- Born: August 11, 1959 (age 66) Osaka, Japan
- Education: Nada High School
- Alma mater: University of Tokyo (Bachelor of Laws)
- Occupations: Investor, Bull, bureaucrat
- Known for: Murakami Fund (村上ファンド))

= Yoshiaki Murakami =

Japanese investor

Yoshiaki Murakami (村上 世彰, Murakami Yoshiaki) is a Japanese investor, bull, former bureaucrat of the MITI, co-founder of "Murakami Fund" (Japanese: 村上ファンド), and founder of the Murakami Family Foundation (村上財団).

== Career ==
Murakami was born in Osaka. His first investment was made when he was 10 years old, after his father gave him 1 million yen and directed him to spend the money how he wished, which he decided to invest in a brewery. After graduating from the University of Tokyo, he joined the Ministry of International Trade and Industry (the current Ministry of Economy, Trade and Industry), where he worked for 16 years, with a focus on mergers and acquisitions. After leaving his role, in 1999 he established MAC Asset Management, known as the Murakami Fund, before the age of 40.

He gained attention as a “vocal shareholder” and shareholder activist, by obtaining shares in publicly traded companies that fail to optimize their cash reserves and idle assets, and proactively making shareholder proposals to increase shareholder values, sometimes making open critiques at shareholder meetings towards management. He has been described as the "most successful activist in Japanese history" and the "originator of Japanese activism".

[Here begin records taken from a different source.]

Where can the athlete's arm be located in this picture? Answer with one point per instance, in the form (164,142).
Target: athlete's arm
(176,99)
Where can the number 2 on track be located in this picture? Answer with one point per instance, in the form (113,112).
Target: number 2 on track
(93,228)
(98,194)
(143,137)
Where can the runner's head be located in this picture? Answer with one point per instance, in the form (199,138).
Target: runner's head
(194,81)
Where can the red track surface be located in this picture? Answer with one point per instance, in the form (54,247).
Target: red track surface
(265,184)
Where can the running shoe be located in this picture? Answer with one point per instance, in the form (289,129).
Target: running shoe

Japanese shareholders tended to be (or are perceived to be) passive investors in regards to the management of corporations. His typical style of investment involves obtaining shares in a target corporation, and making them focus on profitable business domains in order to maximize shareholder value. Investment examples of this included Tokyo Style, Nippon Broadcasting System, Hanshin Electric Railway, etc. As the size of investments grew, 6 years after the establishment of the fund, Murakami was arrested for accusations of insider trading of shares in Nippon Broadcasting Systems. The Murakami Fund was managing assets valued at USD 5 billion by 2006.

In 2007, Yoshiaki Murakami was convicted of insider trading in violation of article 167 of the Securities and Exchange law. While initially sentenced to two years in prison, this was suspended on appeal and a later appeal to Japan's Supreme Court was dismissed, upholding the conviction for illegal insider trading.

He subsequently moved to Singapore in 2009, to focus on real estate investments. He attempted but failed to gain seats on Kuroda Electric Co.'s board in August 2015. By 2021, his investments were flourishing. On 5 August 2024 the Japanese stock market experienced its biggest declines since 1987 and Murakami was one of a number of investors who made significant investments as a result. In 2025 his firm City Index Eleventh was again involved in shareholder activism, amassing a 16% stake in Fuji Media Holdings and pushing for subsidiary spin offs (a form of divestment) to increase the share price.

== Idemitsu Kosan ==

Idemitsu Kosan Co., Ltd. and Showa Shell Sekiyu K.K. entered into merger negotiations in July 2015, but the founding family of Idemitsu, major shareholders in the company, was against the merger, and discussions between the family and Idemitsu management were forced into a halt. In the fall of 2017, a person in the financial industry that was close to the founding family requested that Murakami advise the family. Murakami obtained under 1% of the outstanding shares in Idemitsu, in order to get involved “sincerely, with the perspective of a shareholder, and not as an outsider”. By February 2018 he was in contact with Idemitsu management, and bridged the gap between management and the founding family. On July 10, 2018, Idemitsu and Showa Shell officially announced their agreement to merge. Idemitsu Chairman Takashi Tsukioka made a rare public statement praising Murakami, saying “It is a fact that Murakami, a distinguished investor, advised the founding family from a fair standpoint on the necessity of the merger in order to maximize the joint benefit of all stakeholders including the founding family, improving the relationship between Idemitsu and the family. I thank him for his selfless efforts to date.”